I am trying to setup a simple RNN using LSTM. I am facing issue with passing the hidden state of RNN from one batch to another. For example, if my batch_size = 64, and I am using batch_first = True, hidden_size = 100 and nlayers = 3.

    self.rnn = nn.LSTM(input_size = 40, hidden_size=100, num_layers = 3, batch_first=True)
    self.hidden = None
    out_pkd, (h, c) = self.rnn(in_pkd, self.hidden)
    self.hidden = (h.detach(), c.detach())

Then the shape of my hidden state is [3, 64, 100]. Now if my last batch is smaller than the batch_size 64, say 55, then I get the following error because the hidden state from the second last batch was of size [3, 64, 100].

RuntimeError: Expected hidden[0] size (3, 55, 100), got (3, 64, 100)

Above error occurs at line:

out_pkd, (h, c) = self.rnn(in_pkd, self.hidden)

How do I handle the case of smaller batch size for last batch in this case?


You need to reset/initialize your hidden state before each forward pass, in this step you can adjust it to your current batch size. The most common pattern is to have a method in your model class like:

def init_hidden(self, batch_size):
    if self.rnn_type == 'gru':
        return torch.zeros(self.num_layers * self.directions_count, batch_size, self.rnn_hidden_dim).to(self.device)
    elif self.rnn_type == 'lstm':
        return (torch.zeros(self.num_layers * self.directions_count, batch_size, self.rnn_hidden_dim).to(self.device),
                torch.zeros(self.num_layers * self.directions_count, batch_size, self.rnn_hidden_dim).to(self.device))
        raise Exception('Unknown rnn_type. Valid options: "gru", "lstm"')

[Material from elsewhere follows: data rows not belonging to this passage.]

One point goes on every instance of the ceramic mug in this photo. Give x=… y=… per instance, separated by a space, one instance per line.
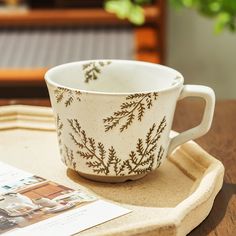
x=114 y=117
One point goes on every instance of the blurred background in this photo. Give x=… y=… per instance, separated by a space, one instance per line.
x=198 y=40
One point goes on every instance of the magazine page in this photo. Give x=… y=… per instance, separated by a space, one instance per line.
x=32 y=205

Note that this one is already flexible enough to support different types of RNNs, different number of layers, and whether the RNN layer is bidirectional or not. The method can be much simple if you don’t need this.

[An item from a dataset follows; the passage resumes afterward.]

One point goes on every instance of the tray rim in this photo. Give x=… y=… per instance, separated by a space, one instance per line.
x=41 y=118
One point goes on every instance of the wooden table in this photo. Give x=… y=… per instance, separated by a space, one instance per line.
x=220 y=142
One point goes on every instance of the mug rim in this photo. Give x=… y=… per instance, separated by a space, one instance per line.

Assuming that you call forward() with a parameter inputs that contains the current batch with a shape (batch_size, ...). You can call self.init_hidden(inputs[0]) as first statement in your forward() method – or before the forward() method in the loop that iterates over the batches.

That should fix your problem.


Thanks, this helps. I actually also want to learn the initial hidden state sent to the LSTM by wrapping self.hidden in nn.Parameter. In that case, I don’t think it would be right to reinit with zeros each time, right?

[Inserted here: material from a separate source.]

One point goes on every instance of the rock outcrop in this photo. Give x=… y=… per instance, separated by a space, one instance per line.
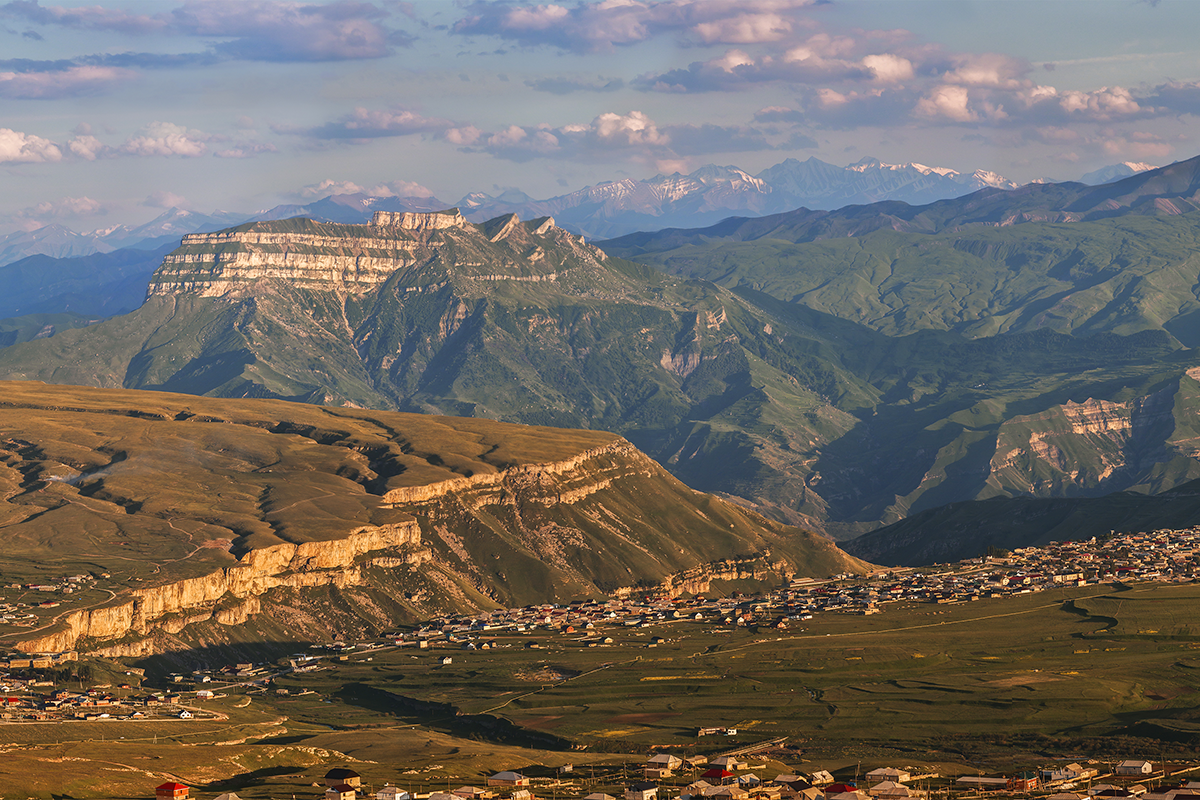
x=355 y=259
x=306 y=565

If then I initialized self.hidden to

self.hidden = nn.Parameter(torch.zeros(self.num_layers * self.directions_count, batch_size, self.rnn_hidden_dim))

and then did backprop for current batch, how do I feed this same hidden state to the LSTM during next batch?

You can re-init the hidden state with 0s each time; it’s a common practice. For learning a (maybe) better initial hidden state, you can have a look at this earlier post.

1 Like

Thanks a lot. That post was quite helpful.

I tried to use your code of passing hidden states accross batches.
I see that i will face the last batch issue as well. But let’s keep that aside for now.

I tried to debug using pycharm. And I observed that self.hidden was getting reinitialized to None everytime.
Batch 1 : Starts with None , than changes according to (h,c)
Batch 2 : Starts with None again :? How is this possible ?

Hi, @vdw I still don’t get it - why it is right to pass 0s as hidden state each time? Thanks!

1 Like

There’s nothing inherently special about 0s, it’s merely a way to represent “no prior knowledge”.

For example, when you want to classify individual sentences, your batches are completely independent – that is, the outcome for the sentences in Batch 2 should not depend in the outcome of Batch 1. Of course, if you’re sentences depend on each other, then you don’t want to re-initialize for each batch.

You don’t have to re-initialize to 0s anyway. You can always try without (you probably still have to detach it after each batch) and see how it effects the results. You can also re-initialize with random values for each batch.